Friday, August 7, 2020

Always be honest. No one likes a cheddar.

I see on the wonderful website Gastro Obscura  that there is cheese even stankier than Limburger or Beerkaese.  Beerkaese is described as "robust and pungent" in the way that you might describe Freddie Mercury as "flamboyant" and Terry Bradshaw as "goofy." The word beerkaese literally means beer cheese, and there is no beer in the cheese at all, but it got the name because it goes so well with beer, and the only problem is, when you go to schmear some on a cracker, you are made to think about the time you spent changing the foundation garmentry of a particularly incontinent toddler.

But the name Beerkaese doesn't tell you about how its aroma would send a buzzard running for cover. How about this stuff? Stinking Bishop cheese!


They say that it's an award-winning cheese, and they say it's the “smelliest cheese in Britain.” The article says it has a "subtle, nutty flavor," and also says it smells like a "rugby team's locker room," and that doesn't sound subtle at all, but a little bit nutty.

Cheese is funny stuff, no matter how you slice it. You wouldn't call a men's cologne "Rotten Feet," nor would you call a canned cherry pie filling "Putrid Pie Stuff," but the cheese manufacturers of the world seem to delight in slapping repulsive names on their goods. 

So it is with this Stinkin' cheese. The odor comes from soaking the ripening cheese in pear cider.  The cider was named for the pear that gets squeezed in its making.

The pear in question is called a Stinking Bishop pear because it was grown in Gloucestershire, England by a man who eschewed such niceties as taking a bath every now and then and not getting drunk every once in a while. The rank old man was Frederick Bishop (1847 - 1919) and his name was hung on the pears he raised.

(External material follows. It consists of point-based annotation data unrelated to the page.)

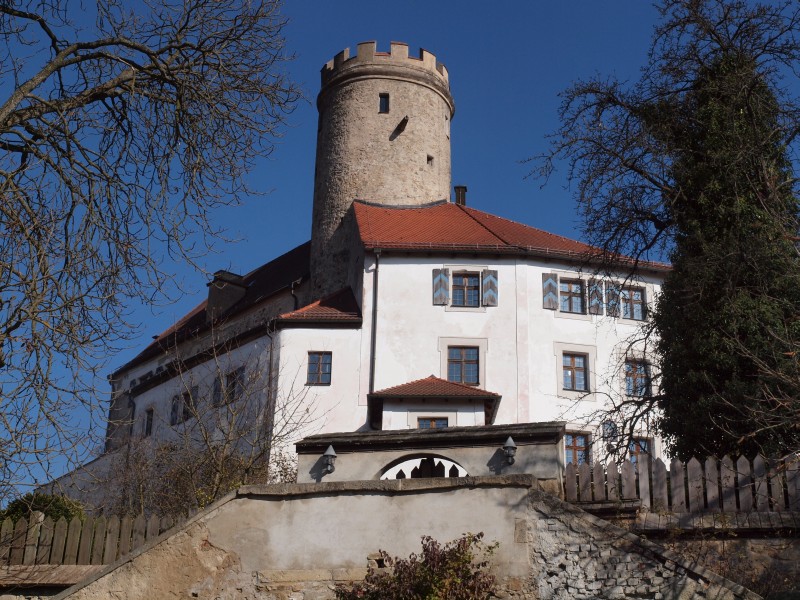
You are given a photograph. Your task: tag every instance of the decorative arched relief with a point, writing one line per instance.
(425, 466)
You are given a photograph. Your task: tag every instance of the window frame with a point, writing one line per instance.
(574, 370)
(433, 419)
(457, 269)
(233, 388)
(316, 377)
(626, 301)
(571, 295)
(590, 352)
(149, 417)
(638, 447)
(635, 382)
(574, 448)
(463, 363)
(466, 289)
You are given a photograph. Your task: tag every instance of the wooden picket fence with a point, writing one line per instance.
(93, 541)
(760, 485)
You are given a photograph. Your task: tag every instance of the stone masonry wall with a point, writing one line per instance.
(297, 542)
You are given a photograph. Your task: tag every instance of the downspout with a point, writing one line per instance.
(296, 301)
(270, 418)
(373, 341)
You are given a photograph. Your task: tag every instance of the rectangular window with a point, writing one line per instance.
(466, 289)
(462, 364)
(183, 407)
(319, 368)
(638, 449)
(571, 295)
(576, 448)
(574, 371)
(234, 385)
(637, 378)
(148, 422)
(632, 302)
(187, 406)
(431, 422)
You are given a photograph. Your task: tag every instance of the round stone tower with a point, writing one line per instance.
(383, 137)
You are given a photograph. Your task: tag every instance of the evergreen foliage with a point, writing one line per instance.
(695, 162)
(448, 572)
(727, 315)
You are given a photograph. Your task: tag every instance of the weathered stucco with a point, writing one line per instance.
(398, 157)
(297, 541)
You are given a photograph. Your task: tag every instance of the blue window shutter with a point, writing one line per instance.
(489, 287)
(595, 297)
(216, 397)
(550, 291)
(441, 287)
(612, 300)
(173, 414)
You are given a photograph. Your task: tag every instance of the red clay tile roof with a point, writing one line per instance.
(433, 387)
(340, 307)
(448, 227)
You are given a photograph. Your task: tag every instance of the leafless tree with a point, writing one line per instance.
(696, 161)
(122, 127)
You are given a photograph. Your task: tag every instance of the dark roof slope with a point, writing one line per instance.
(340, 307)
(433, 387)
(261, 283)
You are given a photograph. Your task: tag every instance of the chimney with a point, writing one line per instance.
(461, 194)
(225, 290)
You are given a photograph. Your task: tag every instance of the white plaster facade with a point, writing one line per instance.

Meanwhile, long after Freddy shuffled off to that meadow in the sky, a dairy farmer by the name of Charles Martell had some cows making milk to make cheese from, and he decided to do it the way monks made cheese in the 17th Century, and wash the cheese rinds in pear cider.

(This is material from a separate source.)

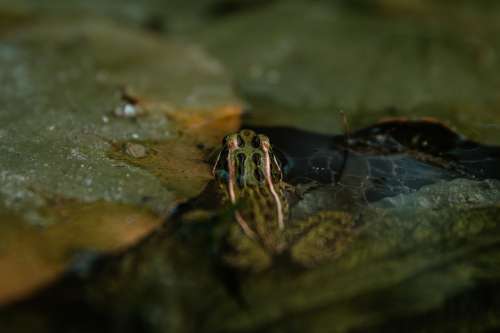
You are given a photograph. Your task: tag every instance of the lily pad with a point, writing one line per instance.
(61, 85)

I know you think I'm making this up, but this happened in 1972.

And then it was years and years until 2005, when a movie called "Wallace & Gromit: The Curse of the Were-Rabbit" was made, in which someone named Gromit waves Stinking Bishop cheese around to revive a friend.

This ain't exactly Kraft Cheddar or Land O' Lakes American we're talking about here. This is the malodorous product of the coagulated, compressed, and  ripened milk curd that has been separated from the whey.

It's the perfect sandwich cheese for those who are tired of having that new guy in the office ripping off your lunch every day. He'll never pilfer from you twice.